Last fall, the GARRY OWEN team was selected to participate in the Army Futures Command’s Project Convergence 2022, the largest experiment of its kind since the Louisiana Maneuvers of the 1940s. During the experiment ,1-7 CAV Troops fought across the central corridor at the National Training Center in Fort Irwin, California for 60 days while testing the latest warfighting technology including robots, radios, unmanned aerial systems, and targeting systems.
“It was a once-in-a lifetime experience and we took advantage of the repetitions to fight Blackhorse on their own terrain,” Speakes said. “It’s not surprising that we learned that the people make all the difference in how we’ll fight in the future. Our Troopers developed innovative ways to employ their assigned technology and we saw phenomenal results as we put all the pieces together.”

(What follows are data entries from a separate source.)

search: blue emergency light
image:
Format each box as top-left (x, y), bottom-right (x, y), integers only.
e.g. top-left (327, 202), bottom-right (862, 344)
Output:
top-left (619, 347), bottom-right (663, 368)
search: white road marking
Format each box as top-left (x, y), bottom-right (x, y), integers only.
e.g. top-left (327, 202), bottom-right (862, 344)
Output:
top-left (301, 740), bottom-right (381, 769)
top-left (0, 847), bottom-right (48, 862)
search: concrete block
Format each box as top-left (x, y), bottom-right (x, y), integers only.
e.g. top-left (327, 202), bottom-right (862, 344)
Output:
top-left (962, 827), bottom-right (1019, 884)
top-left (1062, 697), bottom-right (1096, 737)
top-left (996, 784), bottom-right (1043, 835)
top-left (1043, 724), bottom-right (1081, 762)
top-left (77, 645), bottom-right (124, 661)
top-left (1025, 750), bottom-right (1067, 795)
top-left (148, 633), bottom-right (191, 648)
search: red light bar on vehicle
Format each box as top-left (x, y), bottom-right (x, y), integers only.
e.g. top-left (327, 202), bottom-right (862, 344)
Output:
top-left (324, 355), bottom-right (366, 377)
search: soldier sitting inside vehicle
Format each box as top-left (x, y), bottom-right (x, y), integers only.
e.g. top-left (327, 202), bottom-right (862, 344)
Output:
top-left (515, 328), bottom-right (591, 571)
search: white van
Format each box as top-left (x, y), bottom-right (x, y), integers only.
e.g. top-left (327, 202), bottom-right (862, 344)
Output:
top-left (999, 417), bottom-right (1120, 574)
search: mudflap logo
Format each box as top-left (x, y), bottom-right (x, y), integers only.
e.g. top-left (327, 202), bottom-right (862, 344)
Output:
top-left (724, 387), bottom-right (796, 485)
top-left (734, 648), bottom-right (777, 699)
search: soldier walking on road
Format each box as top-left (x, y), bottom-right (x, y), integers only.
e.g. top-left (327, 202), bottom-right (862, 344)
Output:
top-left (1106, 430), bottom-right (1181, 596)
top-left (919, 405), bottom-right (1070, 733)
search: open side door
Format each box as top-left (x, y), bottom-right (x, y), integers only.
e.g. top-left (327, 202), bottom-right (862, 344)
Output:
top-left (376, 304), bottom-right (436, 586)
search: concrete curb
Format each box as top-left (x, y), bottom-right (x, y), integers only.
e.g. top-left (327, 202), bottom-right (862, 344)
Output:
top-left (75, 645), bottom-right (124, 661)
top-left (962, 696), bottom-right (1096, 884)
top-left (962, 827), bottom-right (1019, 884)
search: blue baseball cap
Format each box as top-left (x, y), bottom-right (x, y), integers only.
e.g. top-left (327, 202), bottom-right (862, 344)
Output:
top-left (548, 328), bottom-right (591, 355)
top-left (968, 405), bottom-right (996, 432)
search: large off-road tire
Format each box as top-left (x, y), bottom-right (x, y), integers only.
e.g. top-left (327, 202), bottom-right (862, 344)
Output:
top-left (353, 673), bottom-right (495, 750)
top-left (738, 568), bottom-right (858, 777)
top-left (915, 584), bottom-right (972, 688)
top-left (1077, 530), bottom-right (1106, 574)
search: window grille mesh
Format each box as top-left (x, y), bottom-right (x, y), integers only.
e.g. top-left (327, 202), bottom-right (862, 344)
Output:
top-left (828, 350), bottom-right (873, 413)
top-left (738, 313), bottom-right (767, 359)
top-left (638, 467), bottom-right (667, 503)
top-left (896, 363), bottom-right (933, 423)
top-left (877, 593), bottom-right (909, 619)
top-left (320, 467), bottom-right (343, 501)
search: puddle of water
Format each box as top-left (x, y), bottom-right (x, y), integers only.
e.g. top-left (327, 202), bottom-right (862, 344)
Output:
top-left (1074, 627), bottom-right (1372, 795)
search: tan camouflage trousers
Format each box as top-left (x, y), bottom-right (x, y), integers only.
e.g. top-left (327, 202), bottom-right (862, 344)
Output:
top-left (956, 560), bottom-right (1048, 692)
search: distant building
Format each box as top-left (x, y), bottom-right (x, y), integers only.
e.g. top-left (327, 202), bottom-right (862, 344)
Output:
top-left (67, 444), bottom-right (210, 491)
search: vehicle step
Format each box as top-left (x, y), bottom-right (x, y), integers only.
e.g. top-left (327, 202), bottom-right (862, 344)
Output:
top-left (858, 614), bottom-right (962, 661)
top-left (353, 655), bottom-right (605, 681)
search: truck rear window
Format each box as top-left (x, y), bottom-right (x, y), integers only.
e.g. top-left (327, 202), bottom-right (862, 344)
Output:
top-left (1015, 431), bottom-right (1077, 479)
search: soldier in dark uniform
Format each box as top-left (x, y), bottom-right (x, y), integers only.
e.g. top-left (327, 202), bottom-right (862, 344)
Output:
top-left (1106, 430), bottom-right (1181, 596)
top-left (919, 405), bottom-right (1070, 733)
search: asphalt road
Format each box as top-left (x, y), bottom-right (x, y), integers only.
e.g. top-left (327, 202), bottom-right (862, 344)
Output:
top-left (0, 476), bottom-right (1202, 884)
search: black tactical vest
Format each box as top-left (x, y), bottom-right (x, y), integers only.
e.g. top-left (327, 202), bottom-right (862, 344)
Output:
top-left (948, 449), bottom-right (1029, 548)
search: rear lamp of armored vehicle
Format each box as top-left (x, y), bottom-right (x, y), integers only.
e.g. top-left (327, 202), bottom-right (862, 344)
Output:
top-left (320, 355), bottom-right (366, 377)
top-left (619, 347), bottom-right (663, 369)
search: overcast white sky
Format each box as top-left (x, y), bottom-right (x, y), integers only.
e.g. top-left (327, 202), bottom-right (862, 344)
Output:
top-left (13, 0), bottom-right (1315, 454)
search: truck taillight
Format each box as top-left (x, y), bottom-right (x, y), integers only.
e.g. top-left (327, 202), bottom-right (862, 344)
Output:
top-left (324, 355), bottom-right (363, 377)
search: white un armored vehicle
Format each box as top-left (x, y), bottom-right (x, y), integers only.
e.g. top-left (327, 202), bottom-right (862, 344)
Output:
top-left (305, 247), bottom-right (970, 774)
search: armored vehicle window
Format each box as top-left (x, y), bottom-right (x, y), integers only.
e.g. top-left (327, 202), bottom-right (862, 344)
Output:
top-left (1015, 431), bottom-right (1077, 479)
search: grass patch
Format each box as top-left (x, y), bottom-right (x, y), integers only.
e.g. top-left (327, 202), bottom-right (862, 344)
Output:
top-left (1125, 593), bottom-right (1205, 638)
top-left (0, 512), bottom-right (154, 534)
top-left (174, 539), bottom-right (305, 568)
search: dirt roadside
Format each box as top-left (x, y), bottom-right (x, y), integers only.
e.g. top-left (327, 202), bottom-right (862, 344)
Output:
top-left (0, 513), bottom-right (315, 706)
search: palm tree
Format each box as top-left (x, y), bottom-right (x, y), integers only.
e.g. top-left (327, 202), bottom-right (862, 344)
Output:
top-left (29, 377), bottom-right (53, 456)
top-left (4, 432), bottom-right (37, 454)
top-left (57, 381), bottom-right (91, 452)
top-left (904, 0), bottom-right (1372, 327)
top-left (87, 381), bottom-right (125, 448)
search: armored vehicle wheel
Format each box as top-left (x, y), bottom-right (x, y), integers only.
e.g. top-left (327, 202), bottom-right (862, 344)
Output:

This summer, the 1-7 CAV will return to the National Training Center to further develop the DIV CAV Squadron concept. Throughout the pilot program, GARRYOWEN Troops and leaders have continued to provide feedback to U.S. Army Forces Command and the U.S. Army Training and Doctrine Command to help shape future DIV CAV Squadrons across the Army.
“It’s part of 1-7 CAV’s DNA to be at the forefront of experiments,” Speakes said. “I think often of [Lt. Gen.] Hal Moore, former commander for 1-7 CAV during Vietnam, learning about helicopters and how to employ Air Mobile forces in the jungles of Vietnam. Now, we have 1-7 CAV Troopers figuring out how far out do we have our robots and what payloads do we want on them.”
As the Nation’s premier armored force, the 1st Cavalry Division has consistently adapted to the current warfighting environment. Standing up the Division Cavalry Squadron is just one of the ways the First Team is adapting to the Army’s shift in focus from brigade-centric counterinsurgency and counterterrorism operations to large scale operations with divisions serving as the decisive tactical echelon of war.